Seorang oknum berinisial (IJL) diduga terlibat dalam penyelewengan BBM jenis solar dan pertalite bersubsidi. Modus yang dilakukan yakni menampung BBM dari mobil tangki serta kendaraan pikap, kemudian menimbunnya untuk dijual kembali dengan harga industri.
Aktivitas tersebut diduga berlangsung di sebuah gudang yang berada di Jalan Kurnia Hasan II, Baamang Tengah, Sampit, Kabupaten Kotawaringin Timur, pada 7 Juli 2026. Lokasi gudang yang tidak jauh dari pemukiman warga menimbulkan kekhawatiran tersendiri.
Di lokasi tersebut ditemukan puluhan drum dan jerigen berkapasitas sekitar 35 liter yang diduga digunakan sebagai tempat penampungan BBM subsidi jenis solar dan pertalite.
Menurut keterangan warga sekitar, BBM bersubsidi itu dikumpulkan dari berbagai SPBU di wilayah Kota Sampit menggunakan kendaraan truk dan pikap yang telah dimodifikasi.
“BBM itu diambil dari beberapa SPBU di Sampit, lalu dikumpulkan di gudang tersebut,” ujar salah seorang warga yang enggan disebutkan namanya.
Warga juga menduga aktivitas tersebut berlangsung dengan leluasa karena adanya dugaan pembiaran oleh oknum tertentu.

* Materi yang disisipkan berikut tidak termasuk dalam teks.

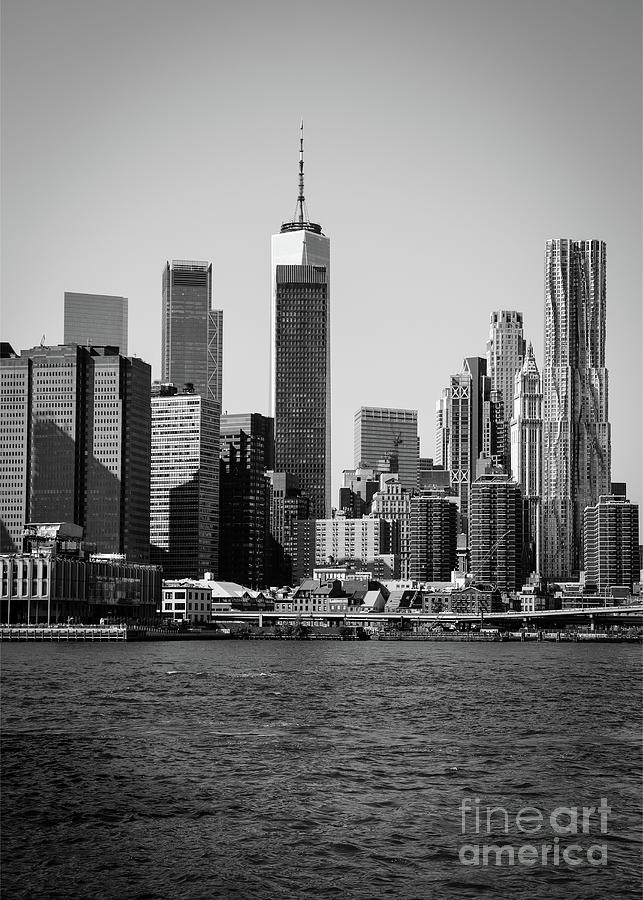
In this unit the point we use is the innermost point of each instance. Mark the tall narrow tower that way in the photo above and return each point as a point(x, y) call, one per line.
point(192, 339)
point(576, 431)
point(300, 320)
point(505, 353)
point(526, 450)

Namun hingga saat ini, aparat penegak hukum (APH), baik dari Polres Kotawaringin Timur maupun Polsek setempat, belum terlihat melakukan tindakan tegas terhadap dugaan praktik penimbunan BBM bersubsidi tersebut.
Masyarakat pun berharap pihak kepolisian, khususnya Polres Kotawaringin Timur dan Polda Kalimantan Tengah, segera turun tangan untuk menindak tegas pelaku berinisial (IJL) sesuai dengan hukum yang berlaku.

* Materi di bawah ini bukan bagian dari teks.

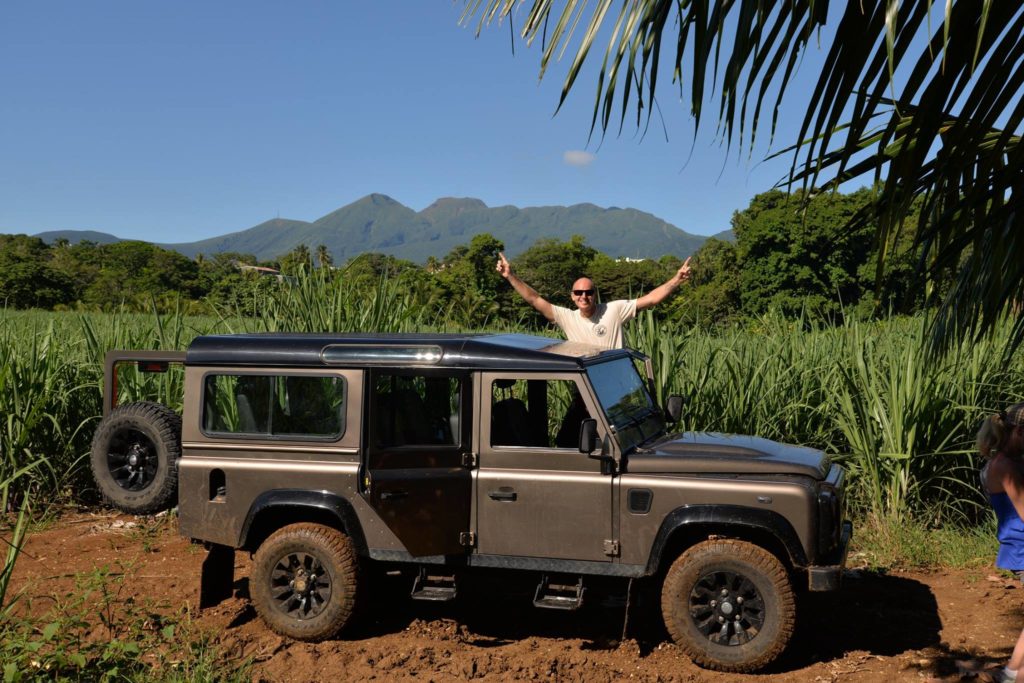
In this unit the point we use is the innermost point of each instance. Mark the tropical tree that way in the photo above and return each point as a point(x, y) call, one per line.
point(921, 97)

Pasalnya, penyalahgunaan BBM bersubsidi dinilai sangat merugikan negara dan masyarakat, terutama kalangan kecil yang berhak atas subsidi tersebut.

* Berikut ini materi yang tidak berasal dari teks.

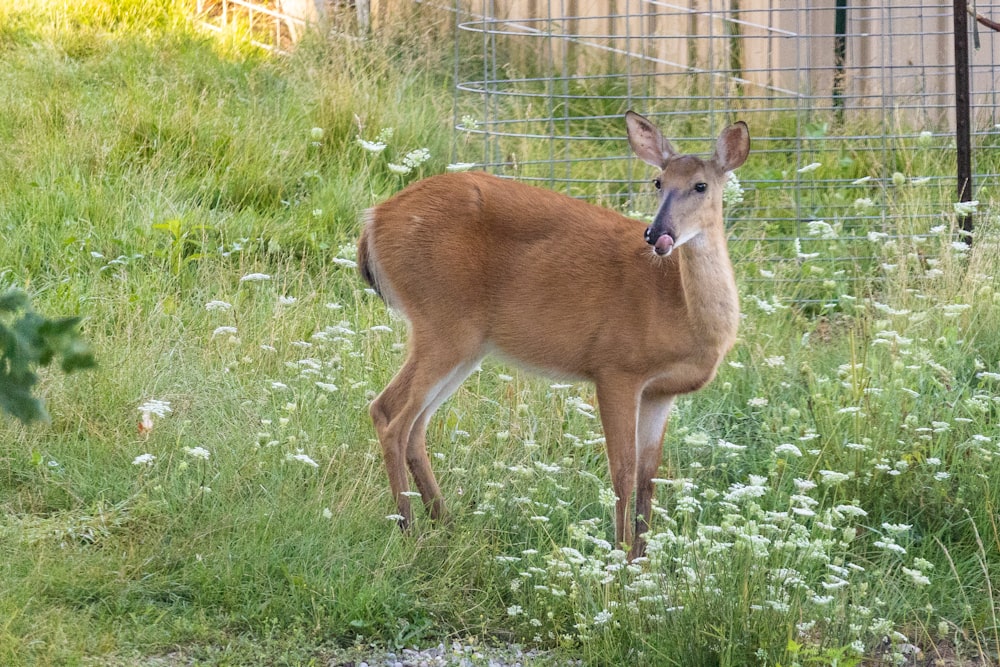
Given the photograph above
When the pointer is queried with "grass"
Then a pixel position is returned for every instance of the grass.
(832, 496)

Sebagai informasi, penyalahgunaan BBM bersubsidi dapat dijerat dengan Pasal 55 Undang-Undang Nomor 22 Tahun 2001 tentang Minyak dan Gas Bumi yang telah diubah melalui Undang-Undang Nomor 6 Tahun 2023 tentang Cipta Kerja. Pelaku terancam pidana penjara paling lama 6 (enam) tahun serta denda maksimal Rp60 miliar.